Lukas und Tobi sind zwei Aktivisten von NOWKR, jenem linken Bündnis, das gemeinsam mit anderen Plattformen die Demo gegen den Akademikerball organisierte und mit einem angriffigen Slogan auffiel: “Unseren Hass, den könnt ihr haben.” Bei einem Gespräch im Café Merkur in Wien-Josefstadt erklärten mir die beiden Mittzwanziger, warum sie sogar gewalttätige Demonstranten verteidigen.

Falter: Derzeit wird viel über die Webseite nowkr.at geredet. Aber was ist die Plattform NOWKR eigentlich?

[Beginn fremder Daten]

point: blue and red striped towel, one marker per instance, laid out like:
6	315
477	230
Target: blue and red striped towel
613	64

Lukas: Wir sind ein antinationales, antikapitalistisches Bündnis, das die Proteste gegen den Burschenschafterball organisiert. Wir betreiben die Homepage und liefern im Vorfeld auch theoretischen Background; so etwa war der Holocaust-Überlebenden Rudi Gelbard zu Gast bei uns.

Wer gehört zu diesem Bündnis?

Lukas: Wir sind Privatpersonen, als einzige Gruppe ist die autonome Antifa-Wien dabei.

Und Sie selbst? Sehen Sie sich als Autonome?

Lukas: Ja, schon.

Tobi: Schwierig: Da müssen wir zuerst eine lange Diskussion führen, was das heißt.

Lukas, was bedeutet das für Sie, dass Sie ein Autonomer sind?

Lukas: Das heißt, dass ich meine politische Praxis nicht unbedingt nach dem geltenden Recht ausrichte -also dass man geltendes Recht brechen kann, wenn es notwendig ist.

Bei der Demo wurde das Gesetz gebrochen: Fenster wurden eingeschmissen, Mistkübel demoliert. Jetzt gibt es die Forderung, dass Sie sich als Veranstalter klar von der Gewalt distanzieren. Wie denken Sie darüber?

Tobi: Das ist eine komplett irrelevante Frage. Als diese Ausschreitungen stattfanden, war die Demo schon aufgelöst. Wir haben keinen Einfluss darauf, was nach einer Demo passiert, die wir organisieren. Außerdem sind wir der Auffassung, dass es verschiedene Arten gibt, Protest auszudrücken. Diese gesamte Gewaltdiskussion ist absurd: Man schießt sich auf ein paar Fensterscheiben ein, die zu Bruch gegangen sind. Aber es ist genauso Gewalt, wenn 1000 Menschen im Mittelmeer ertrinken, weil sie die EU nicht hier leben lässt. Was sind ein paar kaputte Fensterscheiben gegen 1000 Tote im Mittelmeer?

Sie sprechen von verschiedenen Formen von Protest. Aber ist Protest in Ordnung, wenn dabei gezielt Dinge beschädigt werden?

Lukas: Da kann man keine pauschalen Aussagen treffen. In Dresden schützte die Polizei über Jahre hinweg den Naziaufmarsch. Dann kam es immer wieder zu Sachbeschädigungen. In meinen Augen ein legitimes Mittel, denn es zeigt der Polizei: Ihr könnt doch nicht Nazis beschützen!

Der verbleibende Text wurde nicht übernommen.